Manila – The Philippines is ill-equipped to deal with a chemical or biological attack by terrorists because its cash-strapped police have neither the equipment nor the technology to handle these "dirty weapons" of mass destruction.
The issue of bioterrorism was raised by Mr Henry Crumpton, the US State Department's counter-terrorism coordinator, during a visit to the Philippines last week.
Mr Crumpton warned that Southeast Asia is facing a growing threat of bioterrorism and urged the countries in the region to be prepared to confront it.
He said that Al-Qaeda and its Southeast Asian affiliate, Jemaah Islamiah, have made their intentions to use biological and chemical weapons "abundantly clear" in their statements and training manuals. He cited the discovery of alleged anthrax laboratories in Afghanistan in 2001-2002.
In response to Mr Crumpton's warning, a Philippine police official told The Manila Times that a chemical or biological attack would leave the country's security forces completely helpless.

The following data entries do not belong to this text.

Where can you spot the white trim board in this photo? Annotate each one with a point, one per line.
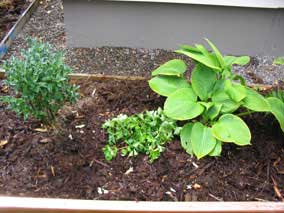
(273, 4)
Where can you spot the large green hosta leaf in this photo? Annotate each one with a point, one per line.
(241, 60)
(237, 92)
(217, 53)
(202, 140)
(217, 149)
(277, 109)
(203, 80)
(165, 85)
(174, 67)
(222, 98)
(231, 128)
(182, 105)
(207, 61)
(255, 101)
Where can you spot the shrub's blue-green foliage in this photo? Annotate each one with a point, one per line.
(40, 82)
(146, 132)
(210, 101)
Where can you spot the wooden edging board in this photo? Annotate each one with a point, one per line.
(47, 205)
(81, 76)
(13, 32)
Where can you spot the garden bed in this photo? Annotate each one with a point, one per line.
(71, 163)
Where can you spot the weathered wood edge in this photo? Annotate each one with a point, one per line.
(13, 32)
(44, 205)
(80, 76)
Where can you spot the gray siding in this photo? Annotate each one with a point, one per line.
(235, 30)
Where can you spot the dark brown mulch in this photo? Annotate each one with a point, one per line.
(71, 164)
(10, 10)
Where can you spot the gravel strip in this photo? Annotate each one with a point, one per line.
(47, 23)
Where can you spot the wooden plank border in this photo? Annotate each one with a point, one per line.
(18, 26)
(100, 77)
(47, 205)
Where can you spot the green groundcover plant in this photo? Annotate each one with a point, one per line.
(40, 82)
(208, 103)
(146, 133)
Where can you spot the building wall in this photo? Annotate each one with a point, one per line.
(235, 30)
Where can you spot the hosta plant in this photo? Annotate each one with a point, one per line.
(146, 133)
(209, 101)
(40, 82)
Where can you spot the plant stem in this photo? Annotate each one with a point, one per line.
(245, 113)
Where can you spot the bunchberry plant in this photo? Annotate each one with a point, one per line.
(210, 100)
(40, 82)
(146, 133)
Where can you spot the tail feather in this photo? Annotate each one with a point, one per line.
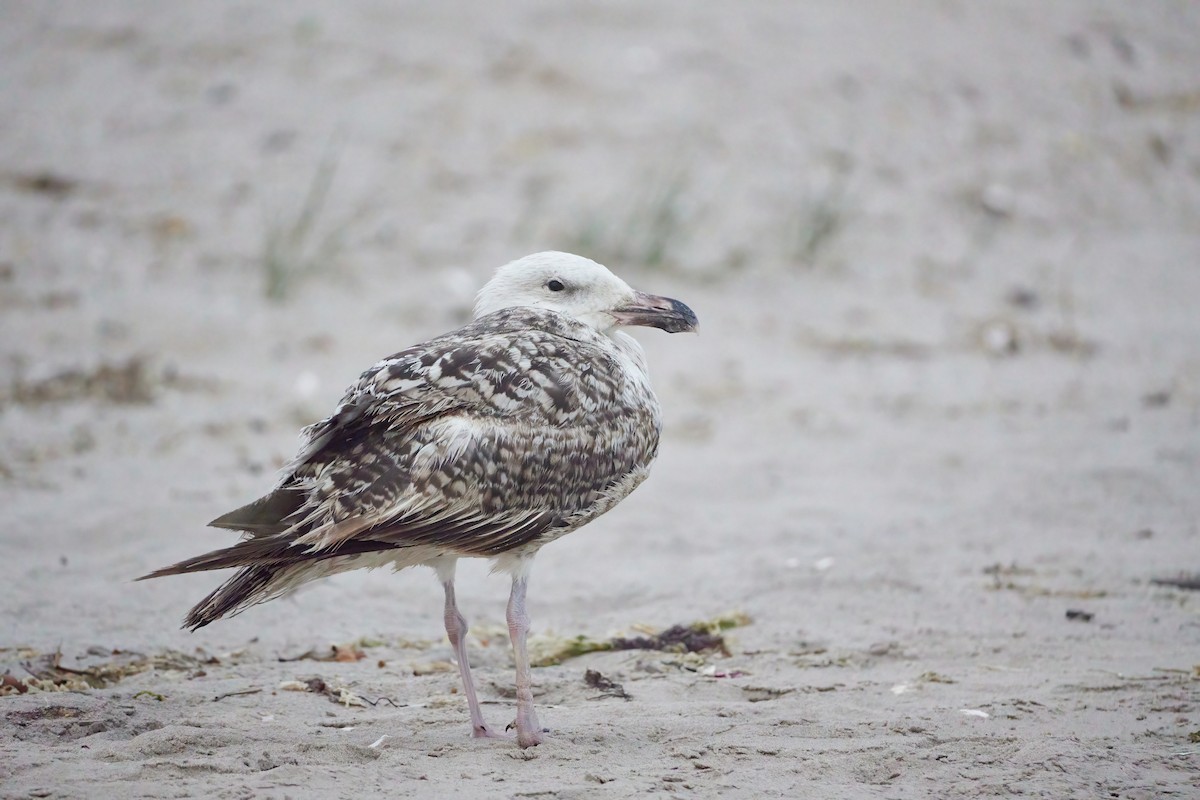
(247, 588)
(265, 516)
(269, 569)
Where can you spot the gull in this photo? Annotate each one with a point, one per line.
(487, 441)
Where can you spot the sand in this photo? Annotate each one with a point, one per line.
(937, 439)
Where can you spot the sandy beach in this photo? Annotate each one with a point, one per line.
(934, 456)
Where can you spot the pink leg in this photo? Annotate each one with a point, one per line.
(456, 630)
(528, 729)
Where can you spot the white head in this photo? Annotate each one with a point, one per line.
(580, 288)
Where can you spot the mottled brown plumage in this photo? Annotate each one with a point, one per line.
(490, 441)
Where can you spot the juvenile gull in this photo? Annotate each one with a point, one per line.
(487, 441)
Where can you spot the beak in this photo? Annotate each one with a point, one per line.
(653, 311)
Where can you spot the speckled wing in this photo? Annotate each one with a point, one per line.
(520, 425)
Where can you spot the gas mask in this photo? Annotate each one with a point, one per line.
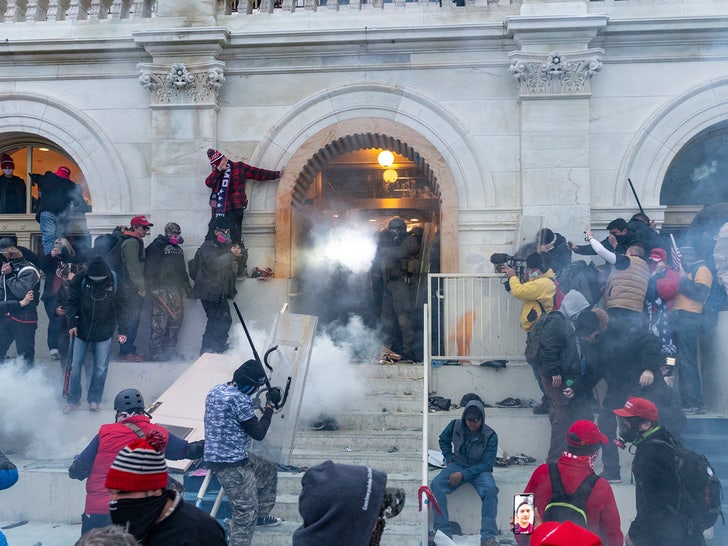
(629, 430)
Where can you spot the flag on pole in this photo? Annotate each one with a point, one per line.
(675, 256)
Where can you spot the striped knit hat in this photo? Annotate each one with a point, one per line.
(138, 467)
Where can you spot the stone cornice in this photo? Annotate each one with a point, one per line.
(181, 86)
(556, 75)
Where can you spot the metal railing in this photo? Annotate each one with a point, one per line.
(472, 318)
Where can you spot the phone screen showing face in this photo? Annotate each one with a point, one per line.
(523, 512)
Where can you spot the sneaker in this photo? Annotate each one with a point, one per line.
(509, 403)
(268, 521)
(71, 407)
(611, 478)
(131, 357)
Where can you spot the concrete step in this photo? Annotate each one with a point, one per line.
(401, 462)
(404, 440)
(394, 534)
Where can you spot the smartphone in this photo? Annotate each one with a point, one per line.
(523, 513)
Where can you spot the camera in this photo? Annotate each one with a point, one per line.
(501, 260)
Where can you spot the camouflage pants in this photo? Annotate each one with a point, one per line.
(251, 491)
(167, 316)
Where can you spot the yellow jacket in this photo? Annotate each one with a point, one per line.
(540, 290)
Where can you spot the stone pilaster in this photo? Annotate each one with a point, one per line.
(553, 69)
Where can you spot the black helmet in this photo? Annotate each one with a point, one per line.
(250, 374)
(128, 400)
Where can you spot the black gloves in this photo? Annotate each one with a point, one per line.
(273, 396)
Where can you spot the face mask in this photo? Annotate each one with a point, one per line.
(628, 430)
(139, 513)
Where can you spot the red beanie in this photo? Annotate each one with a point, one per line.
(139, 466)
(214, 156)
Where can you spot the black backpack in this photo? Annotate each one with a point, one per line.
(701, 493)
(533, 339)
(108, 247)
(562, 507)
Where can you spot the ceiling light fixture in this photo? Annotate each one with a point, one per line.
(385, 158)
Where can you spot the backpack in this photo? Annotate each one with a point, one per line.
(562, 507)
(533, 339)
(108, 247)
(701, 493)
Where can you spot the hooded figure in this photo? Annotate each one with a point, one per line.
(469, 448)
(558, 364)
(339, 504)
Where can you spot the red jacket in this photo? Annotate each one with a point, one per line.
(601, 508)
(112, 439)
(239, 172)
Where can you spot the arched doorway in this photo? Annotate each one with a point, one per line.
(341, 204)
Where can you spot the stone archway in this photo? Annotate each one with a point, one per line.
(78, 135)
(386, 110)
(658, 140)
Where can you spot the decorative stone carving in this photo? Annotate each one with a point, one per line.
(560, 74)
(180, 85)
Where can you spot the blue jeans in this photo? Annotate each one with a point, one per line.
(484, 484)
(686, 335)
(101, 352)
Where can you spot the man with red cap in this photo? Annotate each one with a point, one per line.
(132, 282)
(576, 465)
(657, 486)
(155, 515)
(12, 188)
(228, 197)
(59, 198)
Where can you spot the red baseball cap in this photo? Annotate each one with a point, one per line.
(140, 221)
(638, 407)
(658, 255)
(585, 433)
(554, 533)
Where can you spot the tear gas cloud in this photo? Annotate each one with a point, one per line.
(32, 423)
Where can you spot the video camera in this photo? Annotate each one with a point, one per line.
(501, 260)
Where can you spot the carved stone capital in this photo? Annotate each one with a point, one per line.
(180, 85)
(557, 74)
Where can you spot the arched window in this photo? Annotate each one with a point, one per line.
(21, 158)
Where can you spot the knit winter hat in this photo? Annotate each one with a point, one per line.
(140, 466)
(214, 156)
(339, 504)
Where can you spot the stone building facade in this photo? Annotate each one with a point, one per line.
(514, 110)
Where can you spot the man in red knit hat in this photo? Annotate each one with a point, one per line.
(155, 515)
(228, 197)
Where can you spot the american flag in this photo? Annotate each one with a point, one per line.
(675, 256)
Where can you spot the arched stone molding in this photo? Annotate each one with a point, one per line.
(661, 137)
(387, 110)
(79, 136)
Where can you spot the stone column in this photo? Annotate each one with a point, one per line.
(553, 70)
(184, 80)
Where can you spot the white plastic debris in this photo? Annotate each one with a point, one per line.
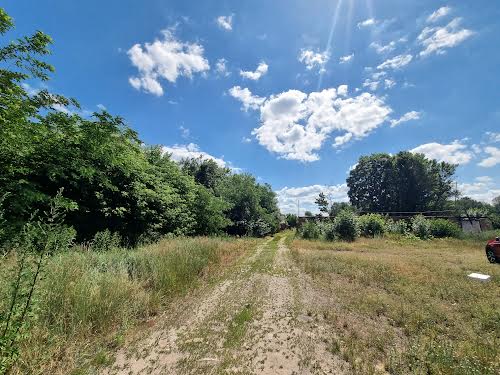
(479, 276)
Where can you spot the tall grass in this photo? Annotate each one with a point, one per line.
(408, 305)
(86, 300)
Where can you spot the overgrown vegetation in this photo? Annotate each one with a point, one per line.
(115, 183)
(406, 307)
(86, 300)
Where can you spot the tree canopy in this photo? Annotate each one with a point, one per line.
(405, 182)
(111, 179)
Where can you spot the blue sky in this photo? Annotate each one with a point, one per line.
(291, 91)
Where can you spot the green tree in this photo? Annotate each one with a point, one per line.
(404, 182)
(322, 203)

"We need decontamination chambers, suits, gas masks, and training to prepare against such an attack. But we have not invested on such equipment and measures," the official, who requested anonymity, said on Oct 23.
The official said the technology to counter biochemical warfare is available from advanced countries like the United States, the United Kingdom and Japan. But the Philippine National Police (PNP) do not have the money to buy them.
He added that the least the PNP could do is to start training its units to handle a biochemical attack and launch an information campaign to keep the people aware and alert.
"The basic do's and don'ts are not enough. We just can't keep on crossing our fingers that these groups (terrorists) won't think of this eventually,” he added.